Search code examples
rtime-seriesbayesian

Two methods of recovering fitted values from a Bayesian Structural Time Series model yield different results


Two conceptually plausible methods of retrieving in-sample predictions (or "conditional expectations") of y[t] given y[t-1] from a bsts model yield different results, and I don't understand why.

One method uses the prediction errors returned by bsts (defined as e=y[t] - E(y[t]|y[t-1]); source: https://rdrr.io/cran/bsts/man/one.step.prediction.errors.html):

library(bsts)
get_yhats1 <- function(fit){
  # One step prediction errors defined as e=y[t] - yhat (source: )
  # Recover yhat by y-e
  
  bsts.pred.errors <- bsts.prediction.errors(fit, burn=SuggestBurn(0.1, fit))$in.sample
  predictions <- t(apply(bsts.pred.errors, 1, function(e){fit$original.series-e}))
  return(predictions)
}

Another sums the contributions of all model component at time t.

get_yhats2 <- function(fit){
  burn <- SuggestBurn(0.1, fit)
  X     <- fit$state.contributions
  niter <- dim(X)[1]
  ncomp <- dim(X)[2]
  nobs  <- dim(X)[3]
  
  # initialize final fit/residuals matrices with zeros
  predictions <- matrix(data = 0, nrow = niter - burn, ncol = nobs)
  p0 <- predictions
  
  comps <- seq_len(ncomp)
  for (comp in comps) {
    # pull out the state contributions for this component and transpose to
    # a niter x (nobs - burn) array
    compX <- X[-seq_len(burn), comp, ]
    
    # accumulate the predictions across each component
    predictions <- predictions + compX
  }
  
  return(predictions)
}

Fit a model:

## Air passengers data
data("AirPassengers")
# 11 years, monthly data (timestep=monthly) --> 132 observations
Y <- stats::window(AirPassengers, start=c(1949,1), end=c(1959,12))
y <- log(Y)

ss <- AddLocalLinearTrend(list(), y)
ss <- AddSeasonal(ss, y, nseasons=12, season.duration=1)
bsts.model <- bsts(y, state.specification=ss, niter=500, family='gaussian')

Compute and compare predictions using each of the functions

p1 <- get_yhats1(bsts.model)
p2 <- get_yhats2(bsts.model)

# Compare predictions for t=1:5, first MCMC iteration:
p1[1,1:5]; p2[1,1:5]

Solution

  • I'm the author of bsts.

    The 'prediction errors' in bsts come from the filtering distribution.

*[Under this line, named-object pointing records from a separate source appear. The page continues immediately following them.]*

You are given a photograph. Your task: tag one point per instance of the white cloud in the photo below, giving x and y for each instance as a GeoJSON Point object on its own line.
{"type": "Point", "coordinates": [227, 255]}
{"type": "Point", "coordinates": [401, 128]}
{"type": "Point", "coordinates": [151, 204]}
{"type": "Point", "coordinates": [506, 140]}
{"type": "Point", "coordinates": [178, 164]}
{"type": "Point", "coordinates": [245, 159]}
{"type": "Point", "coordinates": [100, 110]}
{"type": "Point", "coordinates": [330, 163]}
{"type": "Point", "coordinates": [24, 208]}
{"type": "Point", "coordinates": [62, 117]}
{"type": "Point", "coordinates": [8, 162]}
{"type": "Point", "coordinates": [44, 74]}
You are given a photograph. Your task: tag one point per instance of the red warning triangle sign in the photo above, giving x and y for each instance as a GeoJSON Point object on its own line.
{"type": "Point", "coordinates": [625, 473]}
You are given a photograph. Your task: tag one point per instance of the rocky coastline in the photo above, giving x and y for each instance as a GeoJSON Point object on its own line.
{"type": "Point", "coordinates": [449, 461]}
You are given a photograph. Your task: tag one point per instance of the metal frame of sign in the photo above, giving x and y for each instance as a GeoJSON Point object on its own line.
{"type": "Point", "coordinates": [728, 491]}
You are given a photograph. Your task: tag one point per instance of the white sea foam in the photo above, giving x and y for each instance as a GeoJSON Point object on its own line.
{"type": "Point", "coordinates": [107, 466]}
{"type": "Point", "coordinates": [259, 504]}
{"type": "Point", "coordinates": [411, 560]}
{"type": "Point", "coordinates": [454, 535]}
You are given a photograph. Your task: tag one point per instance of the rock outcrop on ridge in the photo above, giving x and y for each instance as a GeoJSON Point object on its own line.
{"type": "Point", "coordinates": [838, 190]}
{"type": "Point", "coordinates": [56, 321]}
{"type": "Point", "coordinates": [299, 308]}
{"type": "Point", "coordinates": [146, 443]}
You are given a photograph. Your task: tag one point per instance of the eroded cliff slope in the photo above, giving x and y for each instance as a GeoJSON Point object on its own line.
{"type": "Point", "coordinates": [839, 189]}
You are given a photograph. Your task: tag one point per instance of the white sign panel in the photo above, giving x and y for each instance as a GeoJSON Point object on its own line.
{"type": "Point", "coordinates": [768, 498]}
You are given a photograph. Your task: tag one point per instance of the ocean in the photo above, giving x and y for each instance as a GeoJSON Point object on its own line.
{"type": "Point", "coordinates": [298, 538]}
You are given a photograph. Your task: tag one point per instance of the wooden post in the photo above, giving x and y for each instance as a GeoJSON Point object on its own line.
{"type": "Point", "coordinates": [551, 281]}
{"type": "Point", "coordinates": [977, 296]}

That is, they come from p(state | past data). The state contributions come from the smoothing distribution, i.e. p(state | all data). The filtering distribution looks backward in time, while the smoothing distribution looks both forward and backward. One typically needs the filtering distribution while using a fitted model, and the smoothing distribution while fitting the model in the first place.